Мама

Абсолютный Угар
Их романтическое путешествие на перекладных да автостопом заканчивалось безрадостно. Кошелек с общим достоянием потерялся, а, скорее всего, его просто стырили в толчее сельского магазина.  Домой пришлось выбираться по-партизански: электрички, региональные поезда, конечно, без билета. На последние гроши договорились с проводником, но невесть откуда взявшаяся среди ночи бригада контролеров оказалась непреклонной. Теперь Таня и Вадим сидели прижавшись друг к другу посреди ночи, посреди неизвестности на скамеечке маленького, давно пришедшего в упадок павильона на полустанке. Ночь скрывала от глаз обвалившуюся штукатурку, торчащую ржавую арматуру и всю энциклопедию деревенской скабрезности, исполненную в граффити.
Иногда Таня засыпала на плече у Вадима, и тогда он старался не шевелиться, даже не гнал с руки комара, беззаботно наполнявшего молодой кровью свое полосатое тельце.
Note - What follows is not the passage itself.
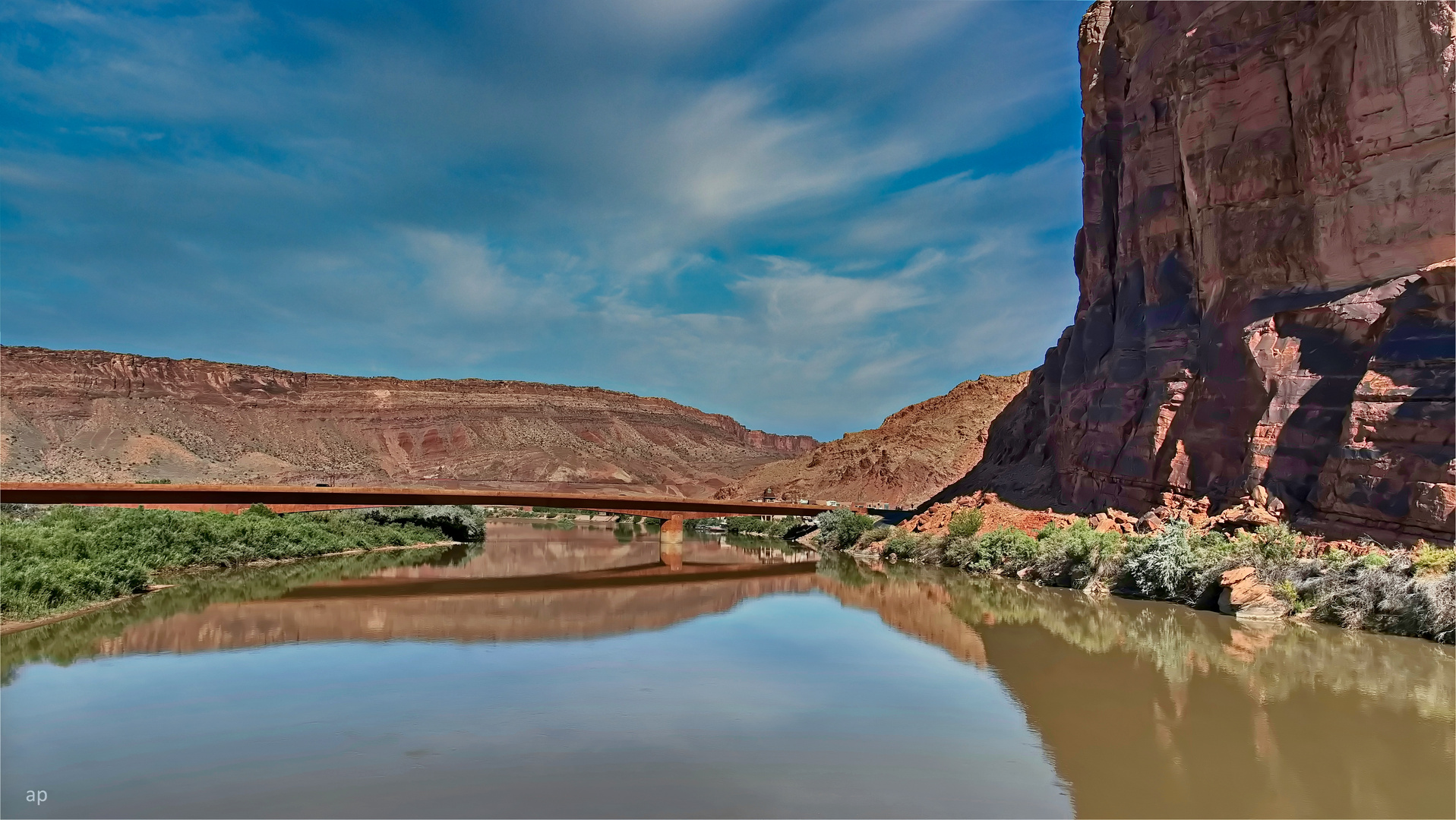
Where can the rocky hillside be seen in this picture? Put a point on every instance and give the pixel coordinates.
(905, 461)
(92, 415)
(1265, 270)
Вадим вдыхал запах таниных густых прямых темно-русых волос, который мешался с ароматом летней ночи, и этот дурман-коктейль позволял забыть о текущей неудаче, жесткой, искромсаной ножом скамейке и о зуде от комариных укусов.
Но иногда он все-таки хотел курить, и когда Таня просыпалась, Вадим чуть схватывал ее плечо большим и указательным пальцем и говорил: «Таня, я пойду погрею звезды». В пачке оставался в лучшем случае десяток сигарет, и приобретение следующей пачки казалось делом нереального отдаленного будущего. Поэтому Вадим  смаковал каждую затяжку, разбалтывал во рту дым языком, а потом степенно выдыхал. На пике ночи вокруг все было черно, только где-то далеко горел фонарь, наверно, над крыльцом дома. Поэтому звезды в небе висели крупные, сочные, и Вадим старательно окуривал их дымом: вот струя вверх, к Большой медведице, а вот – к Ориону, зимнему созвездию, которое в эту летнюю пору показывается из-за горизонта лишь ночью. Потом Таня принимала его обратно, не ворчала на запах табака, хоть сама не курила, снова ссыпала водопад распущенных волос на плечо Вадима и падала в сладкую дрему.
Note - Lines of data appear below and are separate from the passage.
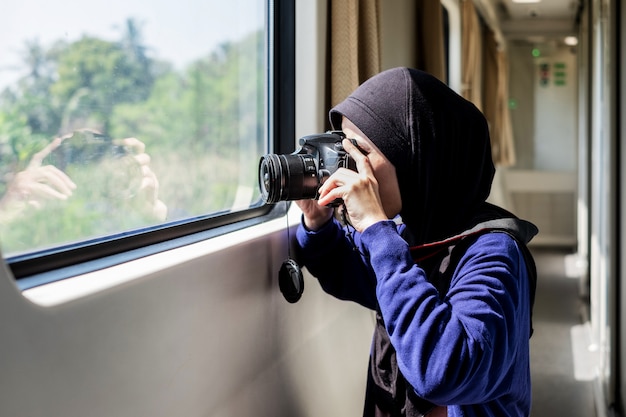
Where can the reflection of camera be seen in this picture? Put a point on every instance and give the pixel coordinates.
(84, 147)
(299, 175)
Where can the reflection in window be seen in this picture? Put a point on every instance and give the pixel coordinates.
(150, 113)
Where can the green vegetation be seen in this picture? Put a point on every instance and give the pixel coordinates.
(202, 127)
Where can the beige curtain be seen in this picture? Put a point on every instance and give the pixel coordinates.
(429, 38)
(471, 54)
(354, 45)
(495, 99)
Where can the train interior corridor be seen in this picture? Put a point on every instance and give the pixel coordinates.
(561, 355)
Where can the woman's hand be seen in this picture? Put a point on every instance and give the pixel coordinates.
(359, 190)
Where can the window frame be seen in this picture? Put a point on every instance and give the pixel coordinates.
(49, 265)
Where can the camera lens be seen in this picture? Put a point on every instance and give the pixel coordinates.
(287, 177)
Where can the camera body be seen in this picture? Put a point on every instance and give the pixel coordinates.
(299, 175)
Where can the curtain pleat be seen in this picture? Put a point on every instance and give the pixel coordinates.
(471, 54)
(495, 101)
(429, 38)
(354, 45)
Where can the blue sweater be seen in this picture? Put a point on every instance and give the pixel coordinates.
(467, 349)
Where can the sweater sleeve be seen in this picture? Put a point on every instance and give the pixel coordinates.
(469, 345)
(330, 257)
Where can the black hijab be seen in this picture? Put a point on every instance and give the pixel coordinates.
(438, 142)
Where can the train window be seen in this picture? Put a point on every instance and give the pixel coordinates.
(125, 122)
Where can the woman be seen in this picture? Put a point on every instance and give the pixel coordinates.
(448, 274)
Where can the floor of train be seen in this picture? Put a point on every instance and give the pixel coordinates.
(560, 388)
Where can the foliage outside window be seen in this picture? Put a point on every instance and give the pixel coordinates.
(102, 133)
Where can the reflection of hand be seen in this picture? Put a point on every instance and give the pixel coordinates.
(36, 184)
(149, 188)
(315, 215)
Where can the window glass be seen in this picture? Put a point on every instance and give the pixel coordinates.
(121, 115)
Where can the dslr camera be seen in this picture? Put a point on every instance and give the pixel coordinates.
(299, 175)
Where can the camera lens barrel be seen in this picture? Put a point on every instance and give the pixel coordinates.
(288, 177)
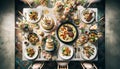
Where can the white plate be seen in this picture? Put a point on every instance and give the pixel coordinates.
(26, 12)
(52, 16)
(66, 57)
(34, 56)
(92, 56)
(82, 16)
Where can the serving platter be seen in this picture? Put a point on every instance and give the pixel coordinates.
(63, 33)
Пока было темно, на уши давила стена звуков летней ночи, в которую лишь иногда врывалось далекое пение петуха. Ни звуков машин, ни человеческих голосов, ни скрипа ворот – как их угораздило оказаться в такой глуши? Только когда совсем рассвело, часов около пяти, послышался ритмичный хруст гравия. Звук приближался – кто-то явно шел по направлению к павильону по балласту железнодорожного пути.
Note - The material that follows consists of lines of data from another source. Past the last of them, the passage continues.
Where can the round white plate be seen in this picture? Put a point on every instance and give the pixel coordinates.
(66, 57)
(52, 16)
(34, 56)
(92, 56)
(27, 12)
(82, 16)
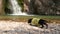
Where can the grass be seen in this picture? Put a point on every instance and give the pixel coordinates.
(25, 18)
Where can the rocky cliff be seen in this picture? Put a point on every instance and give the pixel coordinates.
(1, 7)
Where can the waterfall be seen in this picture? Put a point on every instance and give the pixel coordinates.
(16, 8)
Здоровенный детина в резиновых сапогах, в брезентовых штанах и в брезентовой же куртке, надетой поверх заношенного сине-фиолетового свитера, поставил на землю корзину, на треть наполненную грибами, сам присел на корточки, немного скособочил голову и уставился на сидящую на скамейке пару. Поймав на себе встревоженный взгляд Вадима и заспанный, пока мало что понимающий танин взор, незнакомец театрально продлил паузу, и, наконец, задорно произнес:
- Привет, молодежь! Что за место тут свиданки устраивать? Надо ж кого в нашу глушь занесло.
- Да, вот, с поезда ссадили. Денег на билет не хватило, - неуверенным голосом почти пролепетал Вадим. Он понимал, что разговаривать придется, молчать глупо, хоть панибратское начало разговора с аборигеном его слегка напрягло.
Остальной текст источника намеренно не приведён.